In the electric compressor that solves the above-described problems, a compression unit that compresses a refrigerant and an electric motor are housed in a housing, and a cover member is attached to the housing, and the housing is provided between the housing and the cover member. Is provided with a motor drive circuit for driving the electric motor, the electric motor and the motor drive circuit are electrically connected via a metal terminal, and the motor drive circuit is attached to a mounting base. An electric compressor in which the mounting base is assembled to the housing, wherein a refrigerant passage through which the refrigerant flows is formed inside the mounting base, and the metal terminal is provided in the mounting base and the housing. Is inserted in at least one of the mounting base and the housing. A protrusion that protrudes in the same direction as the insertion direction of the metal terminal is provided at a predetermined distance from the insertion base, and at least the other of the mounting base and the housing is inserted into the protrusion. The mounting base is positioned with respect to the housing by the coupling between the mounting base and the housing at the insertion portion and the engagement between the protruding portion and the insertion portion, and The projecting portion is a cylindrical portion that is provided on one of the mounting base and the housing and forms a communication passage that communicates the refrigerant passage with the inside of the housing. The insertion portion includes the mounting base and the housing. And an insertion hole into which the cylindrical portion is inserted.
According to this, for example, by arranging the mounting base with respect to the housing so that the communication hole formed in the mounting base and the communication hole formed in the housing overlap, the refrigerant passage and the inside of the housing communicate with each other. Compared with the case where the communication path is formed, it is possible to easily suppress the leakage of the refrigerant flowing through the communication path from between the mounting base and the housing. In addition, the mounting base is disposed with respect to the housing so that the communication hole formed in the mounting base and the communication hole formed in the housing overlap, thereby forming a communication path that connects the refrigerant passage and the inside of the housing. In some cases, the communication holes may be misaligned, making it difficult to communicate the refrigerant passage and the housing. However, according to the present invention, it is possible to easily achieve communication between the refrigerant passage and the inside of the housing via the communication passage only by inserting the cylindrical portion into the insertion hole.

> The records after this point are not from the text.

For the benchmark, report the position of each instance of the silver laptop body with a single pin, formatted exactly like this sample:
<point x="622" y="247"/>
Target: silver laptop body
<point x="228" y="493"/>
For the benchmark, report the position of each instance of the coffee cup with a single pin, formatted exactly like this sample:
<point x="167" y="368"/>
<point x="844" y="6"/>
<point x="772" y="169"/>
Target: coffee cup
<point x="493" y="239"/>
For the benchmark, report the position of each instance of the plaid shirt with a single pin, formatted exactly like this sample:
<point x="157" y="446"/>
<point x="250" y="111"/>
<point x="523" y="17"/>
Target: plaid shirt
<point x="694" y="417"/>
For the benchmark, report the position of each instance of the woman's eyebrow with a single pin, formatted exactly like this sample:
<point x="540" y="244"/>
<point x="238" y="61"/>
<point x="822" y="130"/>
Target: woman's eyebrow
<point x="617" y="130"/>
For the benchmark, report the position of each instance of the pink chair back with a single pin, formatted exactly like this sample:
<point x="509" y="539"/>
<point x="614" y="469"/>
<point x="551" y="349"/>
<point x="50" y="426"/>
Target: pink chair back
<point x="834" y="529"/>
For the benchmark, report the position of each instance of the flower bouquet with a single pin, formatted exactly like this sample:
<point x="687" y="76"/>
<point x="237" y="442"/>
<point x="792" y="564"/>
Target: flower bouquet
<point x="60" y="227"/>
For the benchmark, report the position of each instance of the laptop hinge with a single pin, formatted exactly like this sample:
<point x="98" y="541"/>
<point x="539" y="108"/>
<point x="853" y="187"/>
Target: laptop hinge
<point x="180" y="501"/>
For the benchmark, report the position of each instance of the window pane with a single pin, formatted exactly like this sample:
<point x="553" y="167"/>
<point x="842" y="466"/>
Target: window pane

  In the above-described electric compressor, the protruding portion is a cylindrical portion that is provided on one of the mounting base and the housing and forms a communication path that connects the refrigerant passage and the inside of the housing, and the insertion portion is The insertion base is preferably an insertion hole that is provided on the other of the mounting base and the housing and into which the cylindrical portion is inserted.

The electric compressor preferably includes a seal member that seals between the cylindrical portion and the insertion hole.
According to this, the airtightness between a cylinder part and an insertion hole is securable. Further, the dimensional tolerance between the cylindrical portion and the insertion hole can be absorbed by the elastic deformation of the seal member, and the assembling property of the mounting base with respect to the motor housing can be further improved.

In the electric compressor, it is preferable that a heat insulating layer is provided between the housing and the mounting base.
According to this, the heat from the high-temperature and high-pressure refrigerant compressed by the compression unit can be suppressed by the heat insulating layer from being transmitted to the mounting base via the housing, and the cooling performance of the motor drive circuit is further improved. Can be made.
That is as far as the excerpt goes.